The Morrisons also haven't abandoned their mainland business, which produces plastics for awards, signs and the engraving industry. They've contracted out the production through vendors and have most of the inventory and distribution handled by a firm in Ohio.
That business still pays the bills, and they have no illusions about their island bed-and-breakfast.
"This is never going to be a moneymaking proposition," Dave Morrison says. "It lets us be here and do what we wanted to do, raise our kids in more of a community. That's all we wanted to do."
Daughters Phoebe, 9, and Natalie, 5, are growing up island kids. They set up a lemonade stand outside the inn and, clad in swimsuits, would romp through the gardens and lawn, trailed by the family's faithful yellow Labrador retriever.
"We have a lot of people kind of living their dreams through us because a lot of people won't make that leap," Lucinda Morrison says. "We always leap. I don't think we'll be leaping farther than this."

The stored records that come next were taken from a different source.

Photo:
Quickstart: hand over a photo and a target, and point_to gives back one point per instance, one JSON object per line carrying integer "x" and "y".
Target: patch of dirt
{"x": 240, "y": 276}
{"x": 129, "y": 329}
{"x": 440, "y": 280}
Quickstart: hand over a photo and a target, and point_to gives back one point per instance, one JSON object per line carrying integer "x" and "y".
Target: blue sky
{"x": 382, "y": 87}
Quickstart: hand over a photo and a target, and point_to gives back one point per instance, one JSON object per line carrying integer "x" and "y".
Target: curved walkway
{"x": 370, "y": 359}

Comments about changes in America since Sept. 11:
"People are holding on to their families. In my life, it's made me look at things differently. I treasure being with my mom and dad, because you may not be with them the next day." -- Nicholas Moore, 18, Columbia, S.C., warehouse worker.

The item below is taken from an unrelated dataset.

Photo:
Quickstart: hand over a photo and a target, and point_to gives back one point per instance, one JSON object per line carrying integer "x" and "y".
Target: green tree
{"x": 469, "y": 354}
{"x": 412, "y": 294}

"People are getting involved. They seem to be more caring toward one another now." -- Selma Simmons, 42, Miami, Fla., patients' financial specialist at a hospital, noting community responses to recent child abductions.
"I don't see any difference. People just go on about their lives, and that's it. Maybe the government is at war, but I'm not." -- Arlie Bybee, 75, Pocatello, Idaho.
"Everybody's talking to everybody now. Everybody gets along with everybody now. People dig in their pockets for everybody else. If they didn't have money, they would still find a way to give." -- Joshua Lathrop, 20, Fremont, Wis., self-employed contractor.
"It was a wake-up call, but people didn't stay awake. They wanted to get close to God, but now they've forgotten about it." -- Helen Adams, 59, Smithton, Mo.
"People are becoming more aware of what's going on. They are more interested in world affairs than they were. Before, we just let other people do it and accepted it and complained. You can't complain if you don't participate." -- Thelma Provencher, 73, Gardner, Mass., retired hospital secretary:
"I hate to say it, but it's kind of what our country needed -- to bring us down to bring us back up." -- Kelley Beaver, 19, Roanoke Rapids, N.C., college student.
"You notice people getting along more -- everybody, neighbors getting along -- you go to the supermarket and people get along in there." -- Jessica Smith, 21, Westville, N.J., convenience store saleswoman.
"What I get tired of hearing about is people blaming things on Sept. 11. The economy is gone bad because of Sept. 11, or we have this problem because of Sept. 11. Some of these were there already. Sept. 11 might have added to the problem, but don't blame your life on Sept. 11." -- Helen O'Meara, 40, Grandview Heights, Ohio, executive director of the Ohio League of Conservation Voters.
"I hate to say a tragedy would make people better, about what they are, who they are and how they think about things, but it makes you think about more than doing your daily thing. It didn't show us how weak we are, it showed us how strong we are as individuals, and as a people." -- Holly Zakharenko, 27, Fort Lee, N.J., homemaker.